Text::Bloom can evaluate Bloom signature of a set of terms.
my $b = Text::Bloom->new();
$b->Compute( qw( foo bar baz ) );
my $sig = $b->WriteToString();
$b->WriteToFile( 'afile.sig' );
my $b2 = Text::Bloom::NewFromFile( 'afile.sig' );
my $b3 = Text::Bloom->new();
$b3->Compute( qw( foo bar barbaz ) );
my $sim = $b->Similarity( $b2 );
my $b4 = Text::Bloom::NewFromString( $sig );
Text::Bloom applies the Bloom filtering technique to the statistical analysis of documents.
The terms in the document are quantized using a base-36 radix representation; each term thus corresponds to an integer in the range 0..p-1, where p is a prime, currently set to the greatest prime less than 2^32.
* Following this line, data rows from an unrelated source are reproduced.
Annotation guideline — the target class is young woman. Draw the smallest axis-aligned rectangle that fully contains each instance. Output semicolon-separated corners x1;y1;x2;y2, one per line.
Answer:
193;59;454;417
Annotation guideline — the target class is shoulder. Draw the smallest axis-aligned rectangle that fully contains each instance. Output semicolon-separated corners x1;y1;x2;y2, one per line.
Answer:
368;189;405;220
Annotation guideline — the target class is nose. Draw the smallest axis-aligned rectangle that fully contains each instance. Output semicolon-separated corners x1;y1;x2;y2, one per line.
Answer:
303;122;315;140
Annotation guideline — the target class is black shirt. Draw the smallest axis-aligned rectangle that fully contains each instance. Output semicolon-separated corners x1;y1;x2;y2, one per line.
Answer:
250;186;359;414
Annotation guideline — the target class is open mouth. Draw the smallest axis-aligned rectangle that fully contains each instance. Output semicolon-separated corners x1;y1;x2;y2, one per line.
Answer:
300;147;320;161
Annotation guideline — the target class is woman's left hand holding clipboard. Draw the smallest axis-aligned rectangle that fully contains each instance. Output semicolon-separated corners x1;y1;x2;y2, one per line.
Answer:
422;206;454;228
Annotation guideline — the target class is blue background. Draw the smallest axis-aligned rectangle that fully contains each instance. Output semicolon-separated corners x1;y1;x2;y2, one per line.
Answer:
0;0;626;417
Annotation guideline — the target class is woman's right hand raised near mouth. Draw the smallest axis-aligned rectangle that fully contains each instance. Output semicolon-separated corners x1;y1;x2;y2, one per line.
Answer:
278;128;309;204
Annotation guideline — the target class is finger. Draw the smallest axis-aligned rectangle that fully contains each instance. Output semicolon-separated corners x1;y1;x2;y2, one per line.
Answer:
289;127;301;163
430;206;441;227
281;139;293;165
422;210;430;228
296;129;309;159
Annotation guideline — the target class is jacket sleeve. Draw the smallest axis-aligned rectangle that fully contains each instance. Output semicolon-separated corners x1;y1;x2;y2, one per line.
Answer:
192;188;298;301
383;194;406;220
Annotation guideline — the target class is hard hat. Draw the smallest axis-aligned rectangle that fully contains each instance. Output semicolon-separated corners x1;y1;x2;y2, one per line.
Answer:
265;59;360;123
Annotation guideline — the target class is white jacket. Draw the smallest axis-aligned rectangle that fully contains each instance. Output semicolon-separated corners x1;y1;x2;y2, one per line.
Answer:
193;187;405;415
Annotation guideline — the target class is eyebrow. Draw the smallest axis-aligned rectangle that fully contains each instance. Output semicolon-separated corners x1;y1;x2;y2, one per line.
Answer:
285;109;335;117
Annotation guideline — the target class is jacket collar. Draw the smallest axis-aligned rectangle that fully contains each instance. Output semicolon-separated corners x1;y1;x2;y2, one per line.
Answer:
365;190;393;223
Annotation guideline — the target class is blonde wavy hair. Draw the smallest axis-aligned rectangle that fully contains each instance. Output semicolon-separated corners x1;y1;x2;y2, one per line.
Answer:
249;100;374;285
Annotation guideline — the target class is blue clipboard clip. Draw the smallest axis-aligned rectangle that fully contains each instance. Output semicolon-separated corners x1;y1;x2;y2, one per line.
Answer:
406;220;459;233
Each quantized value is mapped to d integers in the range 0..size-1, where size is an integer less than p, currently 2^17, using a family of hash functions, computed by the HashV function.
Each hashed value is used as the index in a large bit vector. Bits corresponding to terms present in the document are set to 1; all other bits are set to 0.
Of course, collisions may cause the same bit to be set twice, by different terms. It follows that, if the document contains n distinct terms, in the resulting bit vector at most n * d bits are set to 1.
The resulting bit string is a very compact representation of the presence/absence of terms in the document, and is therefore characterised as a signature. Moreover, it does not depend on a pre-set dictionary of terms.
The signature may be used for:
testing whether a given set of terms is present in the document,
computing which fraction of terms are common to two documents.
The bit representation may be written to and read from a file. Text::Bloom prepends a header to the bit stream proper; moreover, whenever the package Compress::Zlib is available, the bit vector is compressed, so that disk space requirements are drastically reduced, especially for small documents.
The hash function is obviously a crucial component of the filter; the reference implementation uses a radix representation of strings. Each term must therefore match the regular expression /[0-9a-z]+/.
There are quite a few viable alternatives, which can be pursued by subclassing and redefining the method QuantizeV.